Design and construction
- Architect: John Carl Warnecke

Website
- www.library.georgetown.edu
- Architect: John Carl Warnecke

Collection
- Size: 1.7 million

= Lauinger Library =

Library in Washington, D.C.

The Joseph Mark Lauinger Library is the main library of Georgetown University and the center of the seven-library Georgetown library system that includes 3.5 million volumes. It holds 1.7 million volumes on six floors and has accommodations for individual and group study on all levels. It is generally referred to colloquially as "Lau" by Georgetown students.

Opened on April 6, 1970, the library was named after an alumnus and Georgetown Chime who was killed in the Vietnam War. It holds the Woodstock Theological Center Library, the remnants of the library of Woodstock College and one of the country's leading Catholic theological libraries. The fifth floor houses the Booth Center for Special Collections, named after David G. Booth, which contains a number of archival documents related to Georgetown as well as an extensive collection of rare books, manuscripts, and art.

Lauinger Library replaced Riggs Library, which had been the main library at Georgetown since 1891, one of the few extant cast iron libraries in the nation. By the middle of the 20th century, Riggs no longer had the capacity to serve as Georgetown's primary library. The need for more space was the primary reason for the construction of Lauinger. However, Riggs library still serves its original function—storing books—despite that it is mostly used for formal events at the university.

The library has views of the Potomac River and the skyline of neighboring Rosslyn, Virginia. Designed by architect John Carl Warnecke, the building is supposed to be a brutalist interpretation of Flemish Romanesque Healy Hall, located adjacent to Lauinger on Georgetown's main quad.

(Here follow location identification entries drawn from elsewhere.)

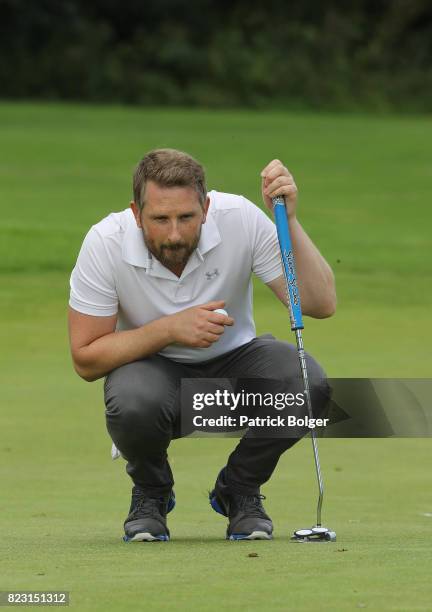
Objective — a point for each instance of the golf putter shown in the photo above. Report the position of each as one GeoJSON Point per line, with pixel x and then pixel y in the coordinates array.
{"type": "Point", "coordinates": [318, 533]}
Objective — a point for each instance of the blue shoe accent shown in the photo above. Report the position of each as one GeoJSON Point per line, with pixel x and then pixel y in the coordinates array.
{"type": "Point", "coordinates": [171, 502]}
{"type": "Point", "coordinates": [214, 503]}
{"type": "Point", "coordinates": [238, 536]}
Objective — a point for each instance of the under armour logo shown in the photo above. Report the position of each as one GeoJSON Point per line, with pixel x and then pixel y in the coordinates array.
{"type": "Point", "coordinates": [210, 275]}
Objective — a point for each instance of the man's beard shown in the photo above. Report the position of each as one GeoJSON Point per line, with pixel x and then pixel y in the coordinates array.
{"type": "Point", "coordinates": [172, 255]}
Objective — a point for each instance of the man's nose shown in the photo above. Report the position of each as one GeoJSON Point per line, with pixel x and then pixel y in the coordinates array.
{"type": "Point", "coordinates": [174, 235]}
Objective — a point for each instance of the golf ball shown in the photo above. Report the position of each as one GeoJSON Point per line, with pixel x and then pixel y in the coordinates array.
{"type": "Point", "coordinates": [221, 311]}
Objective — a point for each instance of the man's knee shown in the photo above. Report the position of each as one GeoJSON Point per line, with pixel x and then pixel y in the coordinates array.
{"type": "Point", "coordinates": [136, 396]}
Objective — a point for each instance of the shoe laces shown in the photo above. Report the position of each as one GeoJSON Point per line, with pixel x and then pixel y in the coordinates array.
{"type": "Point", "coordinates": [147, 506]}
{"type": "Point", "coordinates": [251, 504]}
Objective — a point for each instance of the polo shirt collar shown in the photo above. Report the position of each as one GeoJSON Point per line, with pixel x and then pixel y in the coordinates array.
{"type": "Point", "coordinates": [136, 253]}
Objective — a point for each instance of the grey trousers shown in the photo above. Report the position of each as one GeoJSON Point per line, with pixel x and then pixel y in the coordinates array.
{"type": "Point", "coordinates": [142, 402]}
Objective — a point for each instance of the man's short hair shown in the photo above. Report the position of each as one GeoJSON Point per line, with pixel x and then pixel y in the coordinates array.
{"type": "Point", "coordinates": [168, 168]}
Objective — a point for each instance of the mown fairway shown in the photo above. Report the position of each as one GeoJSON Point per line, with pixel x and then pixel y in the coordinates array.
{"type": "Point", "coordinates": [365, 187]}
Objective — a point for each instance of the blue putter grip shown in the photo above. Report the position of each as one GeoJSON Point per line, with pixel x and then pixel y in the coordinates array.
{"type": "Point", "coordinates": [287, 256]}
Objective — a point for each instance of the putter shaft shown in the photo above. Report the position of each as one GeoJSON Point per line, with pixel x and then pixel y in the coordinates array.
{"type": "Point", "coordinates": [293, 299]}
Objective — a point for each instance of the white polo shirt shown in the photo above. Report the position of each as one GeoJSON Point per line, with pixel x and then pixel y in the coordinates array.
{"type": "Point", "coordinates": [116, 273]}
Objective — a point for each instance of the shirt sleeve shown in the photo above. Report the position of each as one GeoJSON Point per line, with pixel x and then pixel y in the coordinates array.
{"type": "Point", "coordinates": [266, 262]}
{"type": "Point", "coordinates": [92, 284]}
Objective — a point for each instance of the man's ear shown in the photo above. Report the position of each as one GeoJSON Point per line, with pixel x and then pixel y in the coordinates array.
{"type": "Point", "coordinates": [205, 208]}
{"type": "Point", "coordinates": [137, 213]}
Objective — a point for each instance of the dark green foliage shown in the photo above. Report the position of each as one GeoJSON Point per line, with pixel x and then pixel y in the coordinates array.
{"type": "Point", "coordinates": [333, 54]}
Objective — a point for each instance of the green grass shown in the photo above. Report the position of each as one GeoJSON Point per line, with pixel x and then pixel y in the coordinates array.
{"type": "Point", "coordinates": [365, 191]}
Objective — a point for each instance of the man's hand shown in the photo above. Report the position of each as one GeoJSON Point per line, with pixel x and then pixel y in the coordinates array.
{"type": "Point", "coordinates": [198, 326]}
{"type": "Point", "coordinates": [277, 180]}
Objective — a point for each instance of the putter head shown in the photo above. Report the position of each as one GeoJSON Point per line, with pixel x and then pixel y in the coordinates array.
{"type": "Point", "coordinates": [314, 534]}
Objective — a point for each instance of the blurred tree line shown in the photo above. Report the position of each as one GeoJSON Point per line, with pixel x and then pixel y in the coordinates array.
{"type": "Point", "coordinates": [365, 54]}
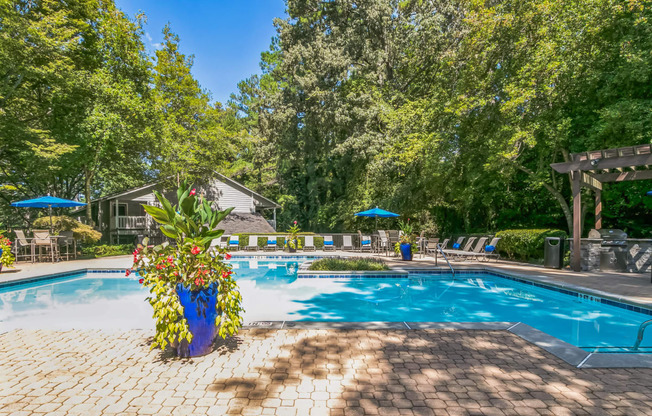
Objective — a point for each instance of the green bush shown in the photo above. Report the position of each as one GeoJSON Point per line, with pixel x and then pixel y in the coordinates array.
{"type": "Point", "coordinates": [280, 239]}
{"type": "Point", "coordinates": [525, 245]}
{"type": "Point", "coordinates": [107, 250]}
{"type": "Point", "coordinates": [350, 264]}
{"type": "Point", "coordinates": [82, 232]}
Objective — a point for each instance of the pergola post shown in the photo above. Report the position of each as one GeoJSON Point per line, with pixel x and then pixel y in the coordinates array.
{"type": "Point", "coordinates": [598, 210]}
{"type": "Point", "coordinates": [576, 260]}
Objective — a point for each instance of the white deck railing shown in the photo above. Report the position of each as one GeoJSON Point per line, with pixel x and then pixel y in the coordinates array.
{"type": "Point", "coordinates": [130, 223]}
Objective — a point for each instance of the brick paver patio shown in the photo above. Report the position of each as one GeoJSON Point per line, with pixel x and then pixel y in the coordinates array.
{"type": "Point", "coordinates": [309, 372]}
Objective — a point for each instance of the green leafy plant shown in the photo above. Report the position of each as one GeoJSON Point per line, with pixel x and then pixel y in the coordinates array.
{"type": "Point", "coordinates": [192, 224]}
{"type": "Point", "coordinates": [407, 236]}
{"type": "Point", "coordinates": [353, 264]}
{"type": "Point", "coordinates": [6, 257]}
{"type": "Point", "coordinates": [292, 239]}
{"type": "Point", "coordinates": [106, 250]}
{"type": "Point", "coordinates": [82, 232]}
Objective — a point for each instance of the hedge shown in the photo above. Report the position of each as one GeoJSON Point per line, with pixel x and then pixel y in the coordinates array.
{"type": "Point", "coordinates": [280, 239]}
{"type": "Point", "coordinates": [353, 264]}
{"type": "Point", "coordinates": [107, 250]}
{"type": "Point", "coordinates": [525, 244]}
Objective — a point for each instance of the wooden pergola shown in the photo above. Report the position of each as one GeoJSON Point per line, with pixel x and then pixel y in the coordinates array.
{"type": "Point", "coordinates": [595, 168]}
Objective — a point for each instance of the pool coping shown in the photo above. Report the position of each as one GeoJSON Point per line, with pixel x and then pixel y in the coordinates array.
{"type": "Point", "coordinates": [567, 352]}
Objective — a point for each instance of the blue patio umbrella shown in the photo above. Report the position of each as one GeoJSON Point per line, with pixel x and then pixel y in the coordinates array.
{"type": "Point", "coordinates": [376, 213]}
{"type": "Point", "coordinates": [48, 202]}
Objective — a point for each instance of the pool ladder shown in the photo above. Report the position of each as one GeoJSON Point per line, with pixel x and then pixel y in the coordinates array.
{"type": "Point", "coordinates": [445, 258]}
{"type": "Point", "coordinates": [641, 331]}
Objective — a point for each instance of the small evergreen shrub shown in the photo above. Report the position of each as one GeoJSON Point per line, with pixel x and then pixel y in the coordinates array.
{"type": "Point", "coordinates": [106, 250]}
{"type": "Point", "coordinates": [82, 232]}
{"type": "Point", "coordinates": [349, 264]}
{"type": "Point", "coordinates": [525, 245]}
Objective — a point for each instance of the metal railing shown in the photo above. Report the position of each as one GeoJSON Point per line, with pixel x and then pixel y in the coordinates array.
{"type": "Point", "coordinates": [130, 223]}
{"type": "Point", "coordinates": [641, 332]}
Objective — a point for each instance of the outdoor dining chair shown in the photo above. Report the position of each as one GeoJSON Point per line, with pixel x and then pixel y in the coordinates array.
{"type": "Point", "coordinates": [23, 247]}
{"type": "Point", "coordinates": [328, 243]}
{"type": "Point", "coordinates": [43, 241]}
{"type": "Point", "coordinates": [67, 240]}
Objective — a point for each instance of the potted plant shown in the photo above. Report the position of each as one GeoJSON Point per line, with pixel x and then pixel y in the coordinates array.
{"type": "Point", "coordinates": [6, 257]}
{"type": "Point", "coordinates": [406, 245]}
{"type": "Point", "coordinates": [292, 239]}
{"type": "Point", "coordinates": [192, 289]}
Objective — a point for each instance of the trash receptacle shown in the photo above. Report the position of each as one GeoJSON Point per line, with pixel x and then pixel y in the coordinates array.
{"type": "Point", "coordinates": [553, 253]}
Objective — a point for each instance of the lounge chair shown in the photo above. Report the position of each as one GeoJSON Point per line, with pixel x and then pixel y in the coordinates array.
{"type": "Point", "coordinates": [234, 242]}
{"type": "Point", "coordinates": [431, 245]}
{"type": "Point", "coordinates": [347, 243]}
{"type": "Point", "coordinates": [382, 244]}
{"type": "Point", "coordinates": [253, 243]}
{"type": "Point", "coordinates": [462, 254]}
{"type": "Point", "coordinates": [22, 246]}
{"type": "Point", "coordinates": [467, 246]}
{"type": "Point", "coordinates": [309, 243]}
{"type": "Point", "coordinates": [271, 244]}
{"type": "Point", "coordinates": [223, 242]}
{"type": "Point", "coordinates": [328, 243]}
{"type": "Point", "coordinates": [484, 254]}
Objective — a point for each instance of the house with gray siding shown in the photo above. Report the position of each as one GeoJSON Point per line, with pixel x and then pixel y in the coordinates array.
{"type": "Point", "coordinates": [121, 217]}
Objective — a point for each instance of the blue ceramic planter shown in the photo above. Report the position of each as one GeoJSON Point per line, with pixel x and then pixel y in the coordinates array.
{"type": "Point", "coordinates": [406, 252]}
{"type": "Point", "coordinates": [200, 310]}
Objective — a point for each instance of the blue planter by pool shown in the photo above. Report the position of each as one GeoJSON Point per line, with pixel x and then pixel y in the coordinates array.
{"type": "Point", "coordinates": [406, 252]}
{"type": "Point", "coordinates": [200, 310]}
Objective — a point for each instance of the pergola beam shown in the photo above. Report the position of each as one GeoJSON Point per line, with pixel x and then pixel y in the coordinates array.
{"type": "Point", "coordinates": [623, 176]}
{"type": "Point", "coordinates": [610, 163]}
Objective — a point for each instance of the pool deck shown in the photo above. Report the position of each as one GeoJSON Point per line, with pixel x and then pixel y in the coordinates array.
{"type": "Point", "coordinates": [310, 369]}
{"type": "Point", "coordinates": [308, 372]}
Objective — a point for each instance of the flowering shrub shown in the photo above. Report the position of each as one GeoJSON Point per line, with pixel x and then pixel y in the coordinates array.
{"type": "Point", "coordinates": [292, 239]}
{"type": "Point", "coordinates": [6, 258]}
{"type": "Point", "coordinates": [407, 237]}
{"type": "Point", "coordinates": [191, 263]}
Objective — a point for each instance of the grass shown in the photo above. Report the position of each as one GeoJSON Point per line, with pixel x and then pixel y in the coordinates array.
{"type": "Point", "coordinates": [350, 264]}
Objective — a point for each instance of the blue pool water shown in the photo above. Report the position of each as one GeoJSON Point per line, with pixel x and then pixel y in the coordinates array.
{"type": "Point", "coordinates": [272, 292]}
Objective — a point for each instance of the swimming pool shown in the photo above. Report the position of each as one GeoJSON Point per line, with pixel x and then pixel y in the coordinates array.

The Students of Georgetown, Inc. also known as "The Corp," operates a coffee shop named "The Midnight MUG" on the second floor of the building. The cafe is usually referred to as "Midnight MUG" or simply "Midnight" and has been in operation since 2003.

== Design ==
The library was originally conceived with a traditional design similar to other buildings at Georgetown University. However, Warnecke's final design of the Lauinger Library embraces brutalism and was intended as a modern interpretation of the nearby Healy Hall, a Flemish Romanesque building, with its iconic spire echoing the clock tower of Healy.

The building once received the Award of Merit by the American Institute of Architects in 1976 for distinguished accomplishment in library architecture. However, in recent years, as public attitudes towards brutalism shifted, the library has been referred to as one of the "ugliest" building in Georgetown. In 2018, it was designated one of the "ugliest" buildings in America, with Business Insider labeling it the second ugliest in Washington, D.C., behind the Watergate complex.